Schön, wenn’s so einfach wäre

Eine „Weltpolizei“ hat Sibylle Tönnies gefordert, um „Schurkenstaaten“ beizukommen. Das überzeugt nicht – schon weil sich die Länder nicht in Gut und Böse aufteilen lassen

Die Staaten solltenlieber das Statut fürden InternationalenStrafgerichtshofratifizieren

Zu Recht kritisiert Sibylle Tönnies den Bundestag: Man kann nicht die Prinzipien der Vereinten Nationen loben und sie gleichzeitig durch die neue Nato-Strategie aushebeln. Es bleibt unglaubwürdig, eine Stärkung der UNO beim Schutz der Menschenrechte zu fordern, ohne einzugestehen, dass die Nato für effektiver gehalten wird – und den Interessen „unserer Verbündeten, die wir nicht zu kritisieren haben“ (Fischer) besser entspricht.

Tönnies schließt aus dieser unbefriedigenden Situation: Leider können Menschenrechte nicht völkerrechtsgemäß geschützt werden, weil die „Schurkenstaaten“, die Menschenrechte missachten, Staatssouveränität genießen. Deshalb sollte das Völkerrecht nicht gestärkt, sondern geändert werden, indem eine Weltpolizei zur „militärischen Desouveränisierung der Nationen“ beiträgt.

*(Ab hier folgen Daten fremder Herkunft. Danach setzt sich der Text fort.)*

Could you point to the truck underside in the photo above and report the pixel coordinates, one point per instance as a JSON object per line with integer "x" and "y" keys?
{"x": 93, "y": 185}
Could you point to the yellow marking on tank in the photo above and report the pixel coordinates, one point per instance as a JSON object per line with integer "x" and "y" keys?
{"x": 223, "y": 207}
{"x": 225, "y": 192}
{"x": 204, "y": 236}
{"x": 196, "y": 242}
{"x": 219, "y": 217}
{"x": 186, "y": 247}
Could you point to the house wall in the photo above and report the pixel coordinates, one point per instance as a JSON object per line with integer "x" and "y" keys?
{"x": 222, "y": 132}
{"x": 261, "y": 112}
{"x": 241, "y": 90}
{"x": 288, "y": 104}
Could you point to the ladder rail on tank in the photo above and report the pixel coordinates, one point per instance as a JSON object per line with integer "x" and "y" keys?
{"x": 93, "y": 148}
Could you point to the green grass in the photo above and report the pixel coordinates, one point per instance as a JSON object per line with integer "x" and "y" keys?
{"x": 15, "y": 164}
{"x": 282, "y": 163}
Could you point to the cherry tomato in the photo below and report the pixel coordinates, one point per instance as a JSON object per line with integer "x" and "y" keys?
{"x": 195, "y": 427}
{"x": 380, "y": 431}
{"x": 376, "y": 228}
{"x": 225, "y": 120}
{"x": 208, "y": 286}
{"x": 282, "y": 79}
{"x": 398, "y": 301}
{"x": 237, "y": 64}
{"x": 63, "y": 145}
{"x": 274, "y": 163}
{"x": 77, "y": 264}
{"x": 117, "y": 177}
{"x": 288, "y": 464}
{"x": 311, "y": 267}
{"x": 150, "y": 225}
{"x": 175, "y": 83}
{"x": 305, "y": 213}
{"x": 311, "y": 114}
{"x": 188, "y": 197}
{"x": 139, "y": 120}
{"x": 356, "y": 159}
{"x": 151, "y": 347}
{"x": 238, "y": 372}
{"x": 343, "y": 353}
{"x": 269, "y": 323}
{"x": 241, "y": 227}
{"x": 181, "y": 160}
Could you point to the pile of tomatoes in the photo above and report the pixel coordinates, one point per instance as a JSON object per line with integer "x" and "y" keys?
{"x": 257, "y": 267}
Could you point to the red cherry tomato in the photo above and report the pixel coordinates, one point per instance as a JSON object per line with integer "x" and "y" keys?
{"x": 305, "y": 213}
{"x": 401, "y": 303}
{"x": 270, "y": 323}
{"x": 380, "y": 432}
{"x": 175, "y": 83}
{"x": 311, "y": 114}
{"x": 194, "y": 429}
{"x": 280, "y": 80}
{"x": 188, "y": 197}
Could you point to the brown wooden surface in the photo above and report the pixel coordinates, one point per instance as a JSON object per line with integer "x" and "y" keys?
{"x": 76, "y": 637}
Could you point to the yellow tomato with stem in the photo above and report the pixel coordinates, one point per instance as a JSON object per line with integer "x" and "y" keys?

Das Prinzip Polizei, so Tönnies, sei dem Prinzip Militär überlegen, denn es steht für Sicherheit und Ordnung und nicht für Opfern und Siegen.

Schön, wenn’s so einfach wäre, denkt man unwillkürlich, oder auch: Warum ist nicht schon früher jemand daraufgekommen? Mir scheint dieser Vorschlag aus zwei Gründen von einem zu simplen Weltbild auszugehen: Zum einen ist es nicht damit getan, Staatssouveränität gegen Menschenrechte auszuspielen, zum anderen ist eine „Weltpolizei“ weder die beste noch eine realistische Weiterentwicklung des Völkerrechts.

Zweifellos erscheint die Forderung verlockend, dass ein „Schurkenstaat“ in seiner Souveränität beschnitten – also sanktioniert – werden soll, wenn er Menschenrechte massiv verletzt. Dahinter steht allerdings die Vorstellung, man könnte die Staatenwelt in gute und böse Staaten unterteilen – jeder Jahresbericht von amnesty international zeigt aber eine andere Realität. Es ist angebrachter, sich die menschenrechtsverletzenden Staaten als Kontinuum vorzustellen, auf dem sich fast alle Länder der Welt wiederfinden.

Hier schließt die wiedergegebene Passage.